Experiment Mangement
It is common to create a new directory for each group of experiments, usually these are group around a specific publication goal or project.
Hydra configuration options are taken from one of the following possibilities.
- A local
config.yml
taken from the directory in which the command is run. - Configuration group overrides from any subdirectory of the current working directory named after a configuration group
- Overrides from a special configuration group usually called
experiments
for an example on experiment management have a look at experiments/cifar10
.
It has the following directory structure:
.
├── augmentation
│ └── cifar_augment.yaml
├── config.yaml
├── datasets
│ └── ...
├── experiment
│ ├── sweep_lr.yaml
│ └── sweep_models.yaml
├── scripts
│ └── train_slurm.sh
└── trained_models
├── sweep_lr
| ├── 0.0001
| ├── ...
└── sweep_models
├── multirun.yaml
└── resnet18
The main configuration is found in config.yaml
.
defaults:
- base_config
- override dataset: cifar10 # Dataset configuration name
- override features: identity # Feature extractor configuration name (use identity for vision datasets)

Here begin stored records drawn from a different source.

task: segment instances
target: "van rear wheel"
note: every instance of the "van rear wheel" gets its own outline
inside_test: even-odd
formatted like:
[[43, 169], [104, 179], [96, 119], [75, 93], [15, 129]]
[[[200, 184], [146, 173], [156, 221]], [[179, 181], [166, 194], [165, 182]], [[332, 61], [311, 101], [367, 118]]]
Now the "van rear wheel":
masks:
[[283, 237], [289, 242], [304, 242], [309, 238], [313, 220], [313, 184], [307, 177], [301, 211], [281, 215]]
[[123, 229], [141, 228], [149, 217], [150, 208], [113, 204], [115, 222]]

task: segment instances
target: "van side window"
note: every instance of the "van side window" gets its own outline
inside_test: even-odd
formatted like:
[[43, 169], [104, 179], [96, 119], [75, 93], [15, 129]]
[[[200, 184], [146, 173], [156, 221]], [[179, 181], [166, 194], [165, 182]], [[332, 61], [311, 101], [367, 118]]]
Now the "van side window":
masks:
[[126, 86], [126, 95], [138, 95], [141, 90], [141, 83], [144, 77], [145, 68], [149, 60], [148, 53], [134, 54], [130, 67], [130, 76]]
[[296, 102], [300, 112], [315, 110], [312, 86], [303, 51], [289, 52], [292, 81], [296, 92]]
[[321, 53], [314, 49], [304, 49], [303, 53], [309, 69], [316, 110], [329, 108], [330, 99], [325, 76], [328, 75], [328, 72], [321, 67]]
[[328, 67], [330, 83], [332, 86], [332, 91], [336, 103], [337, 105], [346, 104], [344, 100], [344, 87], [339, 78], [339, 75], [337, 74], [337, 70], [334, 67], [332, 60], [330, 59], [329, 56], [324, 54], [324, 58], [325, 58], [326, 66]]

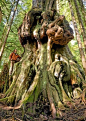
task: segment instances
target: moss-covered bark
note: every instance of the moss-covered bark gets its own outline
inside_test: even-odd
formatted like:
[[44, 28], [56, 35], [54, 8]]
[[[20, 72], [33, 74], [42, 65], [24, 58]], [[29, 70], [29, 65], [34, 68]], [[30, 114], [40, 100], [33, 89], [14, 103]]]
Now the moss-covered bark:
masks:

- override model: timm_resnet18 #timm_mobilenetv3_small_100 # Neural network name (for now timm_resnet50 or timm_efficientnet_lite1)
- override scheduler: 1cycle # learning rate scheduler config name
- override optimizer: sgd # Optimizer config name
- override normalizer: null # Feature normalizer (used for quantized neural networks)
- override module: image_classifier # Lightning module config for the training loop (image classifier for image classification tasks)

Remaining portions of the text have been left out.